The end building on the right was the
first "Mosque" and called the
Islamic Centre
Many years later "The Islamic Centre" mosque was opened up on Blackburn Road within what was the old William Henry Shaw (Coal Merchants) office which was just at the opening at the bottom of Spring Lane and opposite "Station Steps" or almost next to the Victoria Pub (or later called the Magnet or Jesters or these days the La'veranda restaurant). I am sure that this was the very first dedicated mosque building within Haslingden.

That period of history there was a wealth of local jobs in the nearby mills and you could literally walk out of one job one minute and have another job in another mill thirty minutes later.  Employment was nothing like the situation it is today. There were far more jobs than there were people to fill them.
Those early settlers got jobs in the local factories at Thomas Warburton's, also J.H. Birtwistle's, but chiefly at the Vine Fabric Company down at Vine Mill at the bottom of Station Road where they manufactured “Tufted” textiles like bedspreads etc.

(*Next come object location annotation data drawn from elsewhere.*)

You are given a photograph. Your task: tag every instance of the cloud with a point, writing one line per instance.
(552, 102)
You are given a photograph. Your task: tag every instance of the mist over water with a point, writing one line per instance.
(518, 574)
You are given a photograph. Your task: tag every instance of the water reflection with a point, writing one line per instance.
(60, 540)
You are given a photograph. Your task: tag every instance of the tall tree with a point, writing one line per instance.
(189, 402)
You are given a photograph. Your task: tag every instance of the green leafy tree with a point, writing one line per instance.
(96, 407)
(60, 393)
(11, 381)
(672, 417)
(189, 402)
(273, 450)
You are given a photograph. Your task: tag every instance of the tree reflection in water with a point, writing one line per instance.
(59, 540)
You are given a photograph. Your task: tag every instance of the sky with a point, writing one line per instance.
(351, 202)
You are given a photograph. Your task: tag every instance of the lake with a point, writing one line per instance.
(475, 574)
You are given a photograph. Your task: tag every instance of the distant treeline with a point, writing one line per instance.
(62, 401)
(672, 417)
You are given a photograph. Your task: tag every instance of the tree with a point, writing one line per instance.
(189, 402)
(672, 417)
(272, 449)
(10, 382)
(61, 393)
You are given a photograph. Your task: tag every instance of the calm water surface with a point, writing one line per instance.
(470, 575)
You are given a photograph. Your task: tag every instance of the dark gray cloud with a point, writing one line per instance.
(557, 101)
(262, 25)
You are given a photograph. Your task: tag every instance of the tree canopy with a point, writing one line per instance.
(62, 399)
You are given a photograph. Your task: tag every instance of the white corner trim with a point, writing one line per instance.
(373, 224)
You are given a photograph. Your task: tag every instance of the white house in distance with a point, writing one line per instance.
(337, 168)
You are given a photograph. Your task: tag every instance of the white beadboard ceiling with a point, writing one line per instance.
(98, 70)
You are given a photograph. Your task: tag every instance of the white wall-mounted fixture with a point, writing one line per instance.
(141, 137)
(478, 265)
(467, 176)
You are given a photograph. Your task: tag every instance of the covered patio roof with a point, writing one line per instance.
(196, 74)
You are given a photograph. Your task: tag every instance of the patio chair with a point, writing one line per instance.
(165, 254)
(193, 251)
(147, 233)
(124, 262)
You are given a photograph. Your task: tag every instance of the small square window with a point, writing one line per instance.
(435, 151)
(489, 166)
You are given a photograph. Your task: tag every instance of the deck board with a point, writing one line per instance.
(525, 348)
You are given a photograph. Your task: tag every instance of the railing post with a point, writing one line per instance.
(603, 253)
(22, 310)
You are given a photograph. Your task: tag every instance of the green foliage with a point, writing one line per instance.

This photograph taken from St. James shows to the bottom right hand corner part of the Red Lion Hotel and then if you move further along to your left and the gable end shop with the placard on the wall is where the first "Halal and Greengrocer" shop was.  Sadly all these properties have been demolished.


This photo is courtesy of Brian Smith which Jackie (Haslingden Roots) has kindly sent in shows more of the Red Lion Pub.

Email received  from Dorothy Birtwistle (nee Hargreaves) on 3rd March 2015

I remember the first Asians arriving.  I was teaching at the time at St. James School and our staff room overlooked the Red Lion pub which became the home for many of them. They worked shift work and as one group sett off for work, then another group was seen to be returning from work. I used to see some of them in the Midland Bank sending money home to their families as at first only the men came over.

Information received from Sandra Smith on 3rd March 2015

I remember Anna Mia, who used to go in the Savoy (downstairs). Always playing cards with the lads.
  I remember he was a conductor on the Haslingden buses at I would guess around the 1964 time.  The last time I saw him was in the late 1980s when he owned a Indian Restaurant at Clayton le Moors.

Information from Bob Frith on 3rd March 2015

Sandra Smith like to know that Mr Miah (actually Aslom Miah) is still living in the Valley on New Hall Hey in Rawtenstall, in the same house has lived in throughout his life in England. He is very alert and well, and remains active in supporting his community. I have interviewed him a couple of times about his life, and the experiences he had when he first came to Lancashire from Bangladesh. What is more he has just written a book about these times and all of the lessons he feels that he has learned during his life. It’s an interesting read.
Regards
Bob 

Another interesting snippett from Joyce Thorne (nee Adams) on 8th March 2015

Joyce Thorne (nee Adams) remembers from being a child around the 1959 period when she lived on Spring Lane.  That they used to go to the early asian settlers on Lower Lane and take a couple of cigarettes with them (probably donated either with knowledge or maybe not by their parents), and also they had to take some brown paper with them, and they would make for them large "kites" to fly on a timber frame. She says they were the best kites ever.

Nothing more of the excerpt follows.